“Sorry. I got carried away in the moment. Glad to see you’re still alive,” she said. “The whole Fire Court has heard about the Storm King’s feedings. There are wagers you won’t last the week before he drains you dry or fucks your weak body into a pile of broken bones.”
“Charming,” I said, guessing Arrow hoped the entire Sun Realm believed that and would, therefore, leave me alone for one of two possible reasons.
Option one: he had told the truth and was in Taln to help me.
Or two: he wanted the Fire Court to know he was the only fae allowed to toy with me.
The lost girl I had buried deep inside me preferred the first option. She hoped there was a sane explanation for why he’d sold me to Azarn and Bakhur. But the girl I’d become since—the one who killed her own brother after foolishly giving her heart to her fae owner, well… I just couldn’t let myself trust him.
Not yet, anyway.
If it turned out that Azarn was the reason I was trapped in the Fire Kingdom, then Arrow would still need to do a whole lot of groveling to be forgiven for leaving me alone in Mydorian for so long. And, also, for being such a shitty letter writer.
I rubbed the Aldara mark on my neck. It seemed suspiciously convenient for Arrow that the bond that allowed us to converse in our minds only renewed while he drank my blood. He knew the act made me lose my mind and burn for him, which made me all the easier to manipulate.
Self-disgust filled me. How could I fall so effortlessly under his spell again?
I stumbled over a rock and grabbed Esen’s arm to regain balance.
“It strikes me as odd that you claim to be glad I’m alive when you’ve tried to murder me at least once… that I know about. I thought you hated me and only cared about how fast you could gain the approval of whichever king you happened to be colluding with at the time.”
“Perhaps I’ve seen the error of my ways.” She jumped off a slab of rock onto the path below that zigzagged down the side of the cliff, then held her hand out and helped me leap down to join her.
Stopping for a moment, I checked if I could feel tendrils of Melaya’s magic slithering over my skin.
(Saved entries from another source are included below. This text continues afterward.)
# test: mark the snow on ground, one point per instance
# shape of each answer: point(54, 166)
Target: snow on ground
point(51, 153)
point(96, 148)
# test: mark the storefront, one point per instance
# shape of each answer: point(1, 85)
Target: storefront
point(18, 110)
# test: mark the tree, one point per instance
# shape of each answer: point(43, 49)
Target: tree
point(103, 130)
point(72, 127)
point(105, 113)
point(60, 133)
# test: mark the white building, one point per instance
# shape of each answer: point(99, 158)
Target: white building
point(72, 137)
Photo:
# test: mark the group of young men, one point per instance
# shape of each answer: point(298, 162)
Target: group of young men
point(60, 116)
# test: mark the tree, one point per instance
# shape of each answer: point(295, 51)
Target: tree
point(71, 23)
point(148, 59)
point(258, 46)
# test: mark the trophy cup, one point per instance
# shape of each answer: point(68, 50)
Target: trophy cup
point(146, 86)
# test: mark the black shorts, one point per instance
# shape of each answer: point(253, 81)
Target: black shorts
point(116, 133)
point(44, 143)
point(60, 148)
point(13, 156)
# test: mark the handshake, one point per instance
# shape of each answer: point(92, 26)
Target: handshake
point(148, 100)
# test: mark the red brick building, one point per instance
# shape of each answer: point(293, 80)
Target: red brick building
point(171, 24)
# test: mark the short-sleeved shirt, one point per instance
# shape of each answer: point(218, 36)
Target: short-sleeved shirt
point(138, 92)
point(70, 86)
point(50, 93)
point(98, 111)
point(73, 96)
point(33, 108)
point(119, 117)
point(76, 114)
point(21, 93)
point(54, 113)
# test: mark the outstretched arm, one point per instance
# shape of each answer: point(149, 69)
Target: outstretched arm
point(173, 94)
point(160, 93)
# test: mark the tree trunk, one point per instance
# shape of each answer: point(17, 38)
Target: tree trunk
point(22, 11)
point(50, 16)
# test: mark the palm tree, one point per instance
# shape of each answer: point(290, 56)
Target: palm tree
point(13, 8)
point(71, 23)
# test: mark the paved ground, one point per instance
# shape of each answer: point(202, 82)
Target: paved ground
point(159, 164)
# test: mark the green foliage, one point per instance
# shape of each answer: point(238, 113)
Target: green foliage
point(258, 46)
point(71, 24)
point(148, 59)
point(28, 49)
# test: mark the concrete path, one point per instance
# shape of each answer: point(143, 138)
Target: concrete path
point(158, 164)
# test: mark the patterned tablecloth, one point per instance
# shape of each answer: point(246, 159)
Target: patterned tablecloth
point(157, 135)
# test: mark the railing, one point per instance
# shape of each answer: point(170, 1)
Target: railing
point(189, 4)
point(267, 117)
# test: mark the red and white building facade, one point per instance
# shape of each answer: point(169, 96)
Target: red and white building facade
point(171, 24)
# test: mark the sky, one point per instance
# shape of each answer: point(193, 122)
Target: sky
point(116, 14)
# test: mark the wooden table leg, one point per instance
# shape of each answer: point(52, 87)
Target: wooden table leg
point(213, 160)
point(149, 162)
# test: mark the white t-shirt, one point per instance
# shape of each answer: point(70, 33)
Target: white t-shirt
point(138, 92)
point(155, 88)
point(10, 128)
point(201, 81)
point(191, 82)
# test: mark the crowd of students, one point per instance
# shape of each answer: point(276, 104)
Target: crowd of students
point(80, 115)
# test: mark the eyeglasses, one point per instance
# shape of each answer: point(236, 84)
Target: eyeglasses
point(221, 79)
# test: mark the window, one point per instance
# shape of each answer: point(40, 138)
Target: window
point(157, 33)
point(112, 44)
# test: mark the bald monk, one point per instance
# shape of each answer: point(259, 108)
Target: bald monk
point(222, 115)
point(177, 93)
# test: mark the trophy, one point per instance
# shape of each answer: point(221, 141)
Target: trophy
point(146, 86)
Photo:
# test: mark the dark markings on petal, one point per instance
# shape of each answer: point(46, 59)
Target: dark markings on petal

Finding nothing that indicated he might be listening in, I continued. “I’m searching for the fire cave hidden in these cliffs,” I said, pondering if it was stupid to trust her with my mission. But if she ratted me out to Azarn, I’d just blame my curious nature. “Ruhh showed me the dust-damned thing the other night, but now it’s disappeared. I can hear its fire sizzling in the rain, so it must be close by, but the paths I’ve tried so far just lead me in circles. Can you help me find it?”
She shot me a narrowed glance, then helped me navigate around a salt bush blocking the path, showing me how to cling to its trunk and swing out over the tumultuous sea far below. I followed her method while trying to erase the image of my body smashed to gory pieces on the rocks.
When we were safely on the path again, she asked, “Why do you wish to visit the cave so badly? There’s a reason why it’s off limits to the likes of you.”
“I’m curious. I only want a quick look inside.”
She laughed. “You might regret your curiosity. It’s dangerous in there, and once you’ve seen something horrible, it can’t be unseen and will haunt you every time you close your eyes.”
I shook my head. Fae were so dramatic. “Sounds like you’re speaking from experience, Esen.”
A salty wind whipped my hair over my eyes for the hundredth time today, the rain still pouring and slowing our progress as we wound down the side of the cliff.
About a third of the way down, Esen put her palm out to stop me. “Okay. We’re here.”
Heart hammering, I scanned the black cliffs and a clutch of emerald-green birds roosting in a craggy nook. “I don’t see anything.”
Esen smirked. “Watch closely.” She muttered a spell, and a golden phoenix-shaped sigil appeared in midair. When it dissipated and the smoky haze cleared, the mouth of a large cave was revealed, its interior shielded by a wall of fire.
“Why was I able to see it glowing from the cliff top the other night?”
“Because you were with Ruhh, and she wanted you to see it, which tells me that she’s up to something. Don’t be drawn into the ghost girl’s plots. She’s trouble.”
“I’m always careful around her.” I hiked an eyebrow toward the cave. “Lead the way.”
“You don’t look too worried,” Esen said.
“Perhaps if you told me what’s in there, then I might be.”
She laughed, tucking wet hair behind her pointed ear. “After you,” she said as she swept her hand out in a graceful arc, as if guiding me into a lavish ball.
Taking a long breath, I walked through the wall of fire. Although the sound of the flames crackled ferociously at my ears, they felt like a silken veil brushing my limbs as I entered the cave.
For a moment, I stood blinking in total darkness. Then Esen waved a hand, her magic igniting torches that cast orange light throughout a small cave, its walls charred from fires that looked like they’d burned for centuries so thick was the scarring.